An diesem Dienstag kommt der türkische Ministerpräsident Erdogan nach Berlin. Der Vorsitzende der Türkischen Gemeinde in Deutschland, Kenan Kolat, spricht im Interview über seine Erwartungen.

Herr Kolat, Reden des türkischen Premiers haben hohes Potenzial, Deutschland aufzubringen – so vor Jahren die Kölner Rede. Jetzt kann er hier sogar Wahlkampf machen. Fürchten Sie die Folgen?

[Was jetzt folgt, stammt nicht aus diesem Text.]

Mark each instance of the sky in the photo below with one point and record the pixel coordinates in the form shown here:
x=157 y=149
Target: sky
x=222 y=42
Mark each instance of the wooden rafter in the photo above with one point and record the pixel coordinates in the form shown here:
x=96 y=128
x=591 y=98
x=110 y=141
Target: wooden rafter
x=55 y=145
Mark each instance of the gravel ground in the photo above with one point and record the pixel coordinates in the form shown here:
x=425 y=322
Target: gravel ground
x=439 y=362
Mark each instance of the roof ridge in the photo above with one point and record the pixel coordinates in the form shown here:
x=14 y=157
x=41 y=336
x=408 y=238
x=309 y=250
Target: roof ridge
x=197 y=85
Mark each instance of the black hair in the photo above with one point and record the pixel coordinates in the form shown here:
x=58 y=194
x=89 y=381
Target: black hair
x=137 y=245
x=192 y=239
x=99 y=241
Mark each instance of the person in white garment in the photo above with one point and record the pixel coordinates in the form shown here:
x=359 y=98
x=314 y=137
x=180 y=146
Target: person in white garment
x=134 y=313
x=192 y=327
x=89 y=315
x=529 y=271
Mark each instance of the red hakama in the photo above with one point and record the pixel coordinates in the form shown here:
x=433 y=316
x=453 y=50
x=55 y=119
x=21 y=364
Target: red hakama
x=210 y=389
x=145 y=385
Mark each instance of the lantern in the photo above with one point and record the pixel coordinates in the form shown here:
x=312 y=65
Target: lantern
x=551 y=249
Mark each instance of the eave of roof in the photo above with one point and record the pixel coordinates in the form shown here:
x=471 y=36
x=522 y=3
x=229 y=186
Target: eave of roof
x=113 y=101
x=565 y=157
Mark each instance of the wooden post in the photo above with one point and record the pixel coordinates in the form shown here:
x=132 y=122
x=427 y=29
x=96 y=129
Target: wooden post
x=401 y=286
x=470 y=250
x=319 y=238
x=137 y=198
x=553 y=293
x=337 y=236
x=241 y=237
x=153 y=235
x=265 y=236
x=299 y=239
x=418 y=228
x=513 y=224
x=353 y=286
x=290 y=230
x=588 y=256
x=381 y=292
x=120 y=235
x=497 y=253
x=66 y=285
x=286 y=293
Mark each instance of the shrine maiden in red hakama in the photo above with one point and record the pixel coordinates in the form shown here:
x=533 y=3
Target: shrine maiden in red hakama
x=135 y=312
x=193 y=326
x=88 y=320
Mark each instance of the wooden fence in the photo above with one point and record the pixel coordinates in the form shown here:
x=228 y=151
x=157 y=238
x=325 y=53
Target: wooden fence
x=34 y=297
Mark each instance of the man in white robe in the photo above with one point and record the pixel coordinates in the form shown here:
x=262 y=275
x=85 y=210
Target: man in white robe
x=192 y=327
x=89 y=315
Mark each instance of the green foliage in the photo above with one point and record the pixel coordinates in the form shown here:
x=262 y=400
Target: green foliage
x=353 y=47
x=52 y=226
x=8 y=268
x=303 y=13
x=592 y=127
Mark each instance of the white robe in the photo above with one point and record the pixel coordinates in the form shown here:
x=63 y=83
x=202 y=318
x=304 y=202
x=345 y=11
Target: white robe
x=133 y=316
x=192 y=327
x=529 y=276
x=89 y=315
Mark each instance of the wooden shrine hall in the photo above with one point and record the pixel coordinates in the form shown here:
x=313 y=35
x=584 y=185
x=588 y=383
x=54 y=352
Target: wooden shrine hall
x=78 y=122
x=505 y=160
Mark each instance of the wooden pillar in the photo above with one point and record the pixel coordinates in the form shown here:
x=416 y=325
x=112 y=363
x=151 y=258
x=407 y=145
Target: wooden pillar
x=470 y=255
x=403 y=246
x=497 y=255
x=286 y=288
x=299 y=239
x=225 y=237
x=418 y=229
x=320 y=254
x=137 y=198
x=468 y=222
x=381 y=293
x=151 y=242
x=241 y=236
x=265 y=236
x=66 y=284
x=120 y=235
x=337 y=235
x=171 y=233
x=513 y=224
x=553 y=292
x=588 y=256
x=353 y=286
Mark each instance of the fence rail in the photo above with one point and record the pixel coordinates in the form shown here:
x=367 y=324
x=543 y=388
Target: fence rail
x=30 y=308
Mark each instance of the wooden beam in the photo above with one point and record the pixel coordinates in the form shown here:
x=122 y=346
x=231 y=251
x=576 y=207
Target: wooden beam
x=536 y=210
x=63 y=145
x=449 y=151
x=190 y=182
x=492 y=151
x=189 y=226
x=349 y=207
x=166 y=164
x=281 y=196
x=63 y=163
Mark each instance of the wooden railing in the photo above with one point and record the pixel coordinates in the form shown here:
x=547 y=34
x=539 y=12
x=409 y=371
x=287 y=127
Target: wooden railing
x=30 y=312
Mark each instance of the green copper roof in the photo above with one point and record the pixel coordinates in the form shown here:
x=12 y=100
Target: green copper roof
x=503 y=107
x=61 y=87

Es ist das demokratische Recht auch türkischer Staatsangehöriger, die im Ausland leben, in der Türkei zu wählen. Im übrigen ist das nicht ihre erste Wahl, schon früher haben etwa 150 000 bis 250 000 von der Möglichkeit Gebrauch gemacht, an der Grenze abzustimmen. Das bedeutet natürlich Wahlkampf hier, aber das muss man aushalten. Und Erdogan ist auch nicht der erste und einzige. Neben seiner AK-Partei hat auch die kemalistische CHP hier Vereine gegründet.

Also kein Problem?

Nicht im Auftritt selbst. Wir hatten hier ja auch schon einen US-Präsidentschaftskandidaten Obama. Die Frage ist nicht, ob er redet, sondern was. Und Erdogan spricht manchmal im Ausland anders als in der Türkei. Das muss man gegebenenfalls auch kritisieren.

Gilt das auch für die aktuelle Lage in der Türkei, das Vorgehen gegen die Justiz und die anhaltende Repression gegen die Gezipark-Proteste?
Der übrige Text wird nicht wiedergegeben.